Wednesday, June 22, 2005

Insurgent #8

I'm emailing from Camp Victory this morning. Flew in last night. While waiting at the air teminal at Camp XX, an Iraqi insurgent was being taken through the terminal to a helo. The insurgent was blind-folded and handcuffed. He was very hardened and dirty, wore jeans and a large #8 jersey almost down to his knees. He looked no different than a modern day juvenile thug. A life wasted. His standard of living will certainly approve in captivity, GITMO notwithstanding.

There was a full moon over Baghdad and Falujah last night. From about fifty feet both cities look very clean and peaceful, with hardly a soul driving because of a 2300-0600 curfew. Only convoys run during the night. The city lights of Baghdad and Falujah show one very large population center, bracketed by the Tigres and Euphrates Rivers.

At night the only difference from the air between Baghdad proper and Camp Victory is...lights. Baghdad is lit up, the US camp is totally dark.


History Lesson:

An insurgency is an armed rebellion by any irregular armed force that rises up against an established authority, government, or administration.
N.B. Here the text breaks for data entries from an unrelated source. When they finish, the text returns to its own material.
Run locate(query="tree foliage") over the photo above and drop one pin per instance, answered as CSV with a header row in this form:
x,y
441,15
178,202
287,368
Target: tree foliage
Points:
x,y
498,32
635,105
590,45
Those carrying out an insurgency are “insurgents”. Insurgents conduct sabotage and harassment. Insurgents usually are in opposition to a civil authority or government primarily in the hope of improving their condition.

A reactionary (sometimes: reactionist, or regressive) is someone who seeks to restore conditions to those of a previous era. The political attitude of a reactionary is reactionism or regressivism. Reaction is always presented against something that it opposes.

Reactionary comes from the French word réactionnaire, coined in the early 19th century. It was the first of the two words coined (the other being conservative, from the French word conservateur) for the opposition to the French revolution. In parliamentary usage, the monarchists were commonly referred to as the Right, although they were often called Reactionaries.

A reactionary is sometimes described as an extreme conservative, but whereas a conservative seeks, in the simplest terms, to preserve the status quo, a reactionary seeks to return to the situation of a prior time. In particular the term is used to describe those who are seen to oppose "progress" and particularly revolutionary change, and is used in revolutionary contexts interchangeably with the word counterrevolutionary.

Classical 19th century reactionaries and their heirs idealized either feudalism or the pre-modern era that preceded the Industrial Revolution and the French Revolution when economies were largely agrarian, the landed aristocracy dominated society, a king was on the throne and the church was the moral centre of society. Thus, reactionaries once favoured the aristocracy over the middle class and the working class, even though they later favoured the conservative bourgeoisie. In that context, reactionaries are against democracy and parliamentarism.

Reactionary is nowadays mostly used pejoratively by political groups, especially those of the "left-wing", to qualify politicians that they accuse of wanting to reverse some progress that they claim has been beneficial to society.